Files
sharpcompress/docs/ARCHITECTURE.md
2026-01-15 13:29:57 +00:00

18 KiB

SharpCompress Architecture Guide

This guide explains the internal architecture and design patterns of SharpCompress for contributors.

Overview

SharpCompress is organized into three main layers:

┌─────────────────────────────────────────┐
│     User-Facing APIs (Top Layer)        │
│  Archive, Reader, Writer Factories      │
├─────────────────────────────────────────┤
│     Format-Specific Implementations     │
│  ZipArchive, TarReader, GZipWriter,     │
│  RarArchive, SevenZipArchive, etc.      │
├─────────────────────────────────────────┤
│     Compression & Crypto (Bottom Layer) │
│  Deflate, LZMA, BZip2, AES, CRC32       │
└─────────────────────────────────────────┘

Directory Structure

src/SharpCompress/

Archives/ - Archive Implementations

Contains IArchive implementations for seekable, random-access APIs.

Key Files:

  • AbstractArchive.cs - Base class for all archives
  • IArchive.cs - Archive interface definition
  • ArchiveFactory.cs - Factory for opening archives
  • Format-specific: ZipArchive.cs, TarArchive.cs, RarArchive.cs, SevenZipArchive.cs, GZipArchive.cs

Use Archive API when:

  • Stream is seekable (file, memory)
  • Need random access to entries
  • Archive fits in memory
  • Simplicity is important

Readers/ - Reader Implementations

Contains IReader implementations for forward-only, non-seekable APIs.

Key Files:

  • AbstractReader.cs - Base reader class
  • IReader.cs - Reader interface
  • ReaderFactory.cs - Auto-detection factory
  • ReaderOptions.cs - Configuration for readers
  • Format-specific: ZipReader.cs, TarReader.cs, GZipReader.cs, RarReader.cs, etc.

Use Reader API when:

  • Stream is non-seekable (network, pipe, compressed)
  • Processing large files
  • Memory is limited
  • Forward-only processing is acceptable

Writers/ - Writer Implementations

Contains IWriter implementations for forward-only writing.

Key Files:

  • AbstractWriter.cs - Base writer class
  • IWriter.cs - Writer interface
  • WriterFactory.cs - Factory for creating writers
  • WriterOptions.cs - Configuration for writers
  • Format-specific: ZipWriter.cs, TarWriter.cs, GZipWriter.cs

Factories/ - Format Detection

Factory classes for auto-detecting archive format and creating appropriate readers/writers.

Key Files:

  • Factory.cs - Base factory class
  • IFactory.cs - Factory interface
  • Format-specific: ZipFactory.cs, TarFactory.cs, RarFactory.cs, etc.

How It Works:

  1. ReaderFactory.OpenReader(stream) probes stream signatures
  2. Identifies format by magic bytes
  3. Creates appropriate reader instance
  4. Returns generic IReader interface

Common/ - Shared Types

Common types, options, and enumerations used across formats.

Key Files:

  • IEntry.cs - Entry interface (file within archive)
  • Entry.cs - Entry implementation
  • ArchiveType.cs - Enum for archive formats
  • CompressionType.cs - Enum for compression methods
  • ArchiveEncoding.cs - Character encoding configuration
  • ExtractionOptions.cs - Extraction configuration
  • Format-specific headers: Zip/Headers/, Tar/Headers/, Rar/Headers/, etc.
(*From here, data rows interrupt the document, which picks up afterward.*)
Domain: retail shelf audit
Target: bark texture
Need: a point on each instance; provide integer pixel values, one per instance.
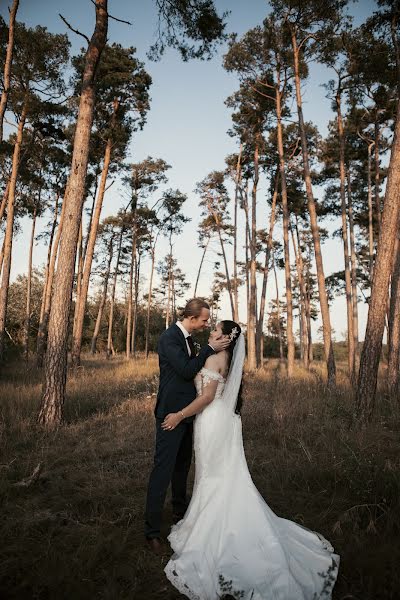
(7, 65)
(369, 363)
(56, 355)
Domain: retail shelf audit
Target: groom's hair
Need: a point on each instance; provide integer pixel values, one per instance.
(194, 307)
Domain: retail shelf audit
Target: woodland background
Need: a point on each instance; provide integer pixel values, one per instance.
(78, 333)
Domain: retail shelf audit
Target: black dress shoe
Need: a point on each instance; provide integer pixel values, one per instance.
(156, 546)
(176, 517)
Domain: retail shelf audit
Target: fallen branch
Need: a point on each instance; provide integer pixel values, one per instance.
(28, 481)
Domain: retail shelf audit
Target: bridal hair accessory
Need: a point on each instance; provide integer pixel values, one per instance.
(233, 333)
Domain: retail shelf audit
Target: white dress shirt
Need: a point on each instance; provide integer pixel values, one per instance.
(186, 334)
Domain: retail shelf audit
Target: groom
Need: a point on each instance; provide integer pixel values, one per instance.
(173, 453)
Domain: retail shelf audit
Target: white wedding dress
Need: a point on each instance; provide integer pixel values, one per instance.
(230, 541)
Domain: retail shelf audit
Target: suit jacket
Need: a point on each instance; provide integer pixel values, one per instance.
(177, 372)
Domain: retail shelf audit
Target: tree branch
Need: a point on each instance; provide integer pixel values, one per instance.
(72, 29)
(114, 18)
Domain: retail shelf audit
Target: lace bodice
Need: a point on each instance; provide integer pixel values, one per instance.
(204, 376)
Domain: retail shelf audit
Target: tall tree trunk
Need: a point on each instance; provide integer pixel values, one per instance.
(130, 303)
(278, 313)
(7, 65)
(5, 279)
(110, 348)
(369, 364)
(377, 172)
(370, 217)
(235, 213)
(102, 300)
(79, 273)
(135, 308)
(147, 332)
(28, 291)
(169, 292)
(251, 317)
(353, 272)
(89, 225)
(393, 377)
(285, 209)
(303, 308)
(2, 254)
(323, 298)
(349, 300)
(56, 356)
(48, 288)
(200, 267)
(228, 281)
(268, 250)
(245, 205)
(4, 202)
(84, 288)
Compressors/ - Compression Algorithms

Low-level compression streams implementing specific algorithms.

Algorithms:

  • Deflate/ - DEFLATE compression (Zip default)
  • BZip2/ - BZip2 compression
  • LZMA/ - LZMA compression (7Zip, XZ, LZip)
  • PPMd/ - Prediction by Partial Matching (Zip, 7Zip)
  • ZStandard/ - ZStandard compression (decompression only)
  • Xz/ - XZ format (decompression only)
  • Rar/ - RAR-specific unpacking
  • Arj/, Arc/, Ace/ - Legacy format decompression
  • Filters/ - BCJ/BCJ2 filters for executable compression

Each Compressor:

  • Implements a Stream subclass
  • Provides both compression and decompression
  • Some are read-only (decompression only)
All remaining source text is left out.